Par quels moyens Gil Blas fit en peu de temps une fortune considérable, et des grands airs qu’il se donna.


Cette affaire me mit en goût, et dix pistoles que je donnai à Scipion pour son droit de courtage l’encouragèrent à faire de nouvelles recherches. J’ai déjà vanté ses talents là-dessus ; on aurait pu l’appeler à juste titre le grand Scipion. Il m’amena pour second chaland un imprimeur de livres de chevalerie, qui s’était enrichi en dépit du bon sens. Cet imprimeur avait contrefait un ouvrage d’un de ses confrères, et son édition avait été saisie. Pour trois cents ducats je lui fis avoir main levée de ses exemplaires, et lui sauvai une grosse amende. Quoique cela ne regardât point le premier ministre, Son Excellence voulut bien à ma prière interposer son autorité. Après l’imprimeur, il me passa par les mains un négociant ; et voici de quoi il s’agissait. Un vaisseau portugais avait été pris par un corsaire de Barbarie, et repris ensuite par un armateur de Cadix. Les deux tiers des marchandises dont il était chargé appartenaient à un marchand de Lisbonne, qui, les ayant inutilement revendiquées, venait à la cour d’Espagne chercher un protecteur qui eût assez de crédit pour les lui faire rendre. Il eut le bonheur de le trouver en moi. Je m’intéressai pour lui, et il rattrapa ses effets moyennant la somme de quatre cents pistoles dont il fit présent à la protection.
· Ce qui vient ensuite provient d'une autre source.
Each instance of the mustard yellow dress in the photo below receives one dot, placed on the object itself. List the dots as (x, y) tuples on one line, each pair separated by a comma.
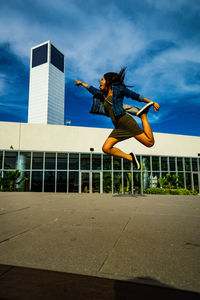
[(125, 126)]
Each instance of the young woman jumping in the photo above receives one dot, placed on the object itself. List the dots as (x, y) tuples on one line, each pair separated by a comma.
[(108, 101)]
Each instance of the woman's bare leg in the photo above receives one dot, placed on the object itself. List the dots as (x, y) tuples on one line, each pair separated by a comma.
[(146, 138), (109, 149)]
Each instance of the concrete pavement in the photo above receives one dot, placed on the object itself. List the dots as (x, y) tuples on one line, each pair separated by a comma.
[(152, 239)]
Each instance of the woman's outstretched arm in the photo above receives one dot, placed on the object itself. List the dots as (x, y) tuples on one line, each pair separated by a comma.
[(78, 83)]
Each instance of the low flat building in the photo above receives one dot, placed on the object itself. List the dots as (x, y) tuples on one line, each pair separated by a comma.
[(58, 158)]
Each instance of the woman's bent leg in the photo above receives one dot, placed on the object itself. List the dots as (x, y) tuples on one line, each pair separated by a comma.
[(146, 138), (109, 149)]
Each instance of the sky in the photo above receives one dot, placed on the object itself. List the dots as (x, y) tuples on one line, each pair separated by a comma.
[(158, 41)]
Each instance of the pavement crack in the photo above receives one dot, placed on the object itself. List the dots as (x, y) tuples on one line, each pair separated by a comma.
[(114, 245), (18, 234), (12, 211)]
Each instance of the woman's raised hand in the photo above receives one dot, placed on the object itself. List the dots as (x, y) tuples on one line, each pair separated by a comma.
[(78, 83)]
Il me semble que j’entends un lecteur qui me crie en cet endroit : Courage, monsieur Santillane ! mettez du foin dans vos bottes. Vous êtes en beau chemin ; poussez votre fortune. Oh ! que je n’y manquerai pas. Je vois, si je ne me trompe, arriver mon valet avec un nouveau quidam qu’il vient d’accrocher. Justement, c’est Scipion. Écoutons-le, Seigneur, me dit-il, souffrez que je vous présente ce fameux opérateur. Il demande un privilège pour débiter ses drogues pendant dix années dans toutes les villes de la monarchie d’Espagne, à l’exclusion de tous autres, c’est-à-dire qu’il soit défendu aux personnes de sa profession de s’établir dans les lieux où il sera. Par reconnaissance il comptera deux cents pistoles à celui qui lui en remettra le privilège expédié. Je dis au saltimbanque, en tranchant du protecteur : Allez, mon ami, je ferai votre affaire. Véritablement, peu de jours après, je le renvoyai avec des patentes qui lui permettaient de tromper le peuple exclusivement dans tous les royaumes d’Espagne.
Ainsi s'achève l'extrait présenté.